The decision by Truett-Hurst, Inc., (THST – NASDAQ Small Cap Market) to drop the offering price for its IPO should not be a surprise, given that investors were being asked to buy shares in a company with no physical assets, where public shareholders were locked out of any decisionmaking or influence, trumped by a small group of insiders who stand the most to gain from the offering and whose various interlocking conflicts of interest shed light on the clubby way that business is done in wine country.
Those travails are further compounded by the fact that the company is a conglomeration of smaller operations cobbled together in an LLC that is in violation of its loan terms, has acknowledged financial reporting problems, and has a myriad of brands, packaging, and other marketing bling all without expressing a coherent strategy in which to make them play well and profitably together.
Another whammy just might be last month’s straight-forward, buttoned-down debut from Crimson Wine Group (OTCQB: CWGL), which could have soaked up the available risk capital for investors looking for stock in an “emerging growth company.”

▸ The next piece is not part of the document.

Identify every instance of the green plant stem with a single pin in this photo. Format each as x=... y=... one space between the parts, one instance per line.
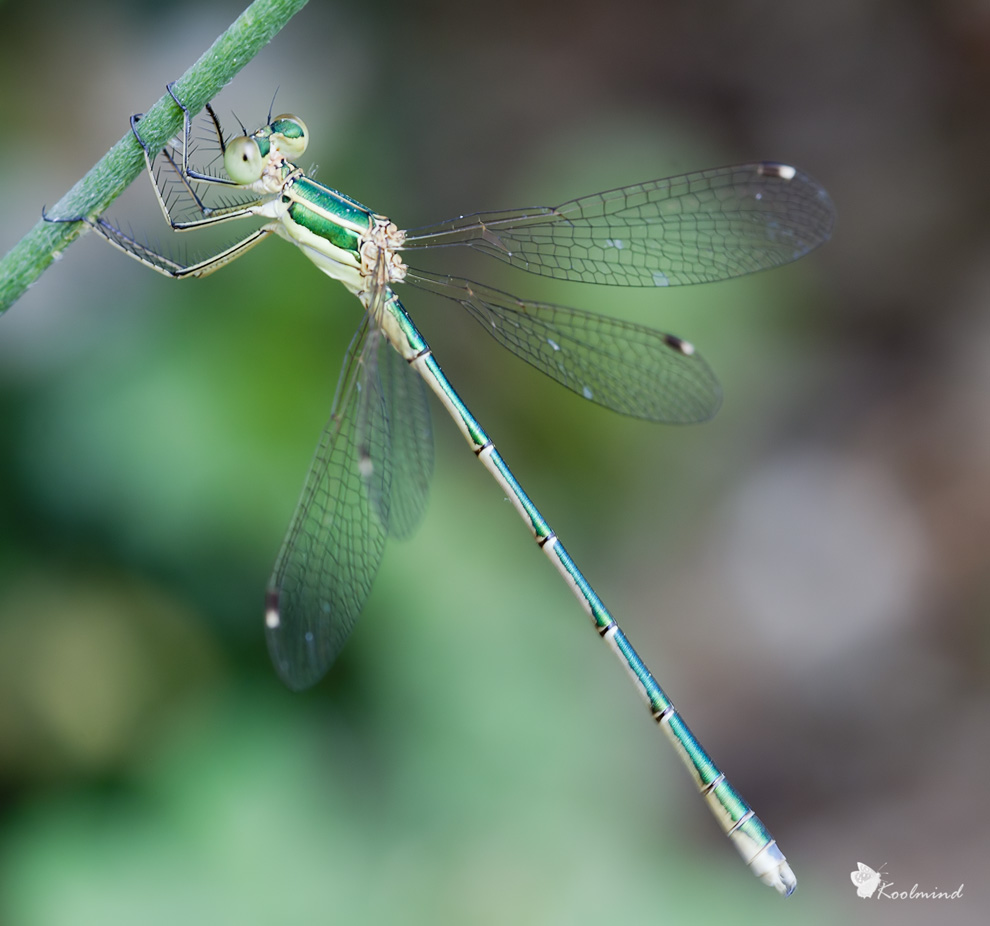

And, finally, two other investor-toxic situations plague THST’s SEC filings. First, it concentrates on various optimistic industry trends, boasts of packaging and other bling, but never actually focuses on its own successes in the marketplace. This reflects a lack of strategy — by its absence in the filings. Secondly, the form of the filings is fragmentary with the full picture of many topics scattered in multiple places, making it necessary to play hide and seek with information. Both of these are off-putting to investors trying to see if this is a horse they want to bet on.